European Art History teaches us that the development of art and culture took a very particular path through the centuries to end up with where we are today. Any record of artists working outside of this path, as in, outside of a civilised Western History, simply became footnoted. An ‘Other’ form of art that sparked in a distant land but did not influence the main stream of history, as they’d like to think. But history is written by powerful men of their times, and times, they are a-changing. Starting with powerful female artists like Rajni Perera.
Reminiscent of both miniature painting techniques and Pop art, Perera describes her fascinating embellished photography series in her own words “These saccharine women and stoic men, flaunting their blood, breasts and armor around and throughout the stretched paper surface, conceal violent stories and ideologies; a complex dichotomy that is not explored or discussed in internationally (or more particularly Western) circulated imagery of Hindu and Tantric gods and goddesses. It is much the same for the ethnic body image, as represented in print media and online or screen culture. The semiology becomes reduced, simplified and pared down to suit a blander ideological palette.” Perera’s aim is to express the dynamism, intricacies and force of these otherworldly ‘object-beings’, to counter-act an outdated historical discourse.
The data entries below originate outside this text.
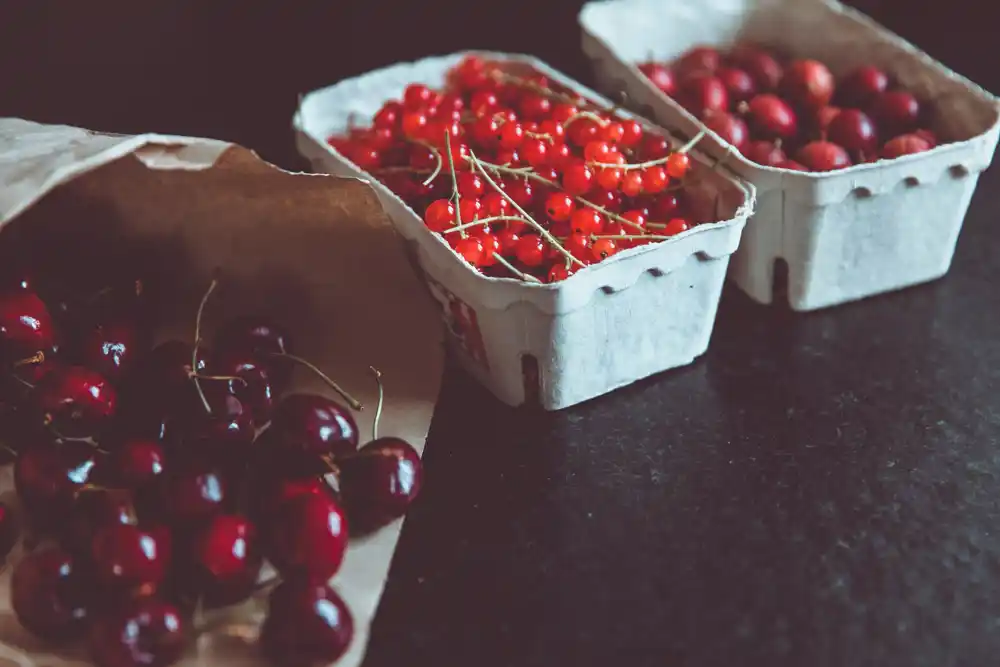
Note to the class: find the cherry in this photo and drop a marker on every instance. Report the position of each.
(307, 623)
(823, 156)
(308, 427)
(146, 632)
(766, 153)
(26, 325)
(699, 59)
(126, 557)
(729, 127)
(9, 531)
(48, 474)
(906, 144)
(862, 87)
(808, 83)
(739, 84)
(48, 595)
(660, 76)
(307, 537)
(897, 112)
(136, 463)
(703, 94)
(770, 117)
(766, 71)
(111, 349)
(227, 560)
(855, 131)
(252, 385)
(265, 340)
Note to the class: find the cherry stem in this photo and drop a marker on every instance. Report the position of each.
(197, 342)
(531, 221)
(353, 402)
(37, 358)
(381, 400)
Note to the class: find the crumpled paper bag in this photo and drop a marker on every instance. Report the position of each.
(316, 252)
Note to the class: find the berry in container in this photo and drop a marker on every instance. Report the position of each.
(573, 248)
(864, 151)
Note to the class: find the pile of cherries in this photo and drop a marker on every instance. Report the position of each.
(154, 481)
(522, 177)
(794, 114)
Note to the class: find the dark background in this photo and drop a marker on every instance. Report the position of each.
(819, 490)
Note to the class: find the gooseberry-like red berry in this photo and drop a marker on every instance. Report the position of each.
(905, 144)
(530, 250)
(862, 87)
(578, 179)
(678, 165)
(896, 112)
(766, 71)
(823, 156)
(730, 128)
(809, 83)
(660, 76)
(440, 215)
(855, 131)
(559, 206)
(770, 117)
(766, 153)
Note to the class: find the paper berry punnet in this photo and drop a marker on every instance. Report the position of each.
(549, 338)
(844, 234)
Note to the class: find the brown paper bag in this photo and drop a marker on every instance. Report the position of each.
(316, 252)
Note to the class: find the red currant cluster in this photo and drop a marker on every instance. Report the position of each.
(768, 109)
(523, 177)
(157, 480)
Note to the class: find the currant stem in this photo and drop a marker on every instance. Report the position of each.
(531, 221)
(381, 400)
(197, 343)
(353, 402)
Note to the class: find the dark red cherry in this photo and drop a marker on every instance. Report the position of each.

Originally from Sri Lanka, Rajni Perera (1985) was raised between her homeland, Australia and Canada. She graduated from The Ontario College of Fine Art in 2014 and was presented with the medal for Drawing and Painting in her year while she was at it. Rajni works through her own identity issues, namely being a non-white artists creating non-white works, by envisioning the place of the diasporic person in a surreal future.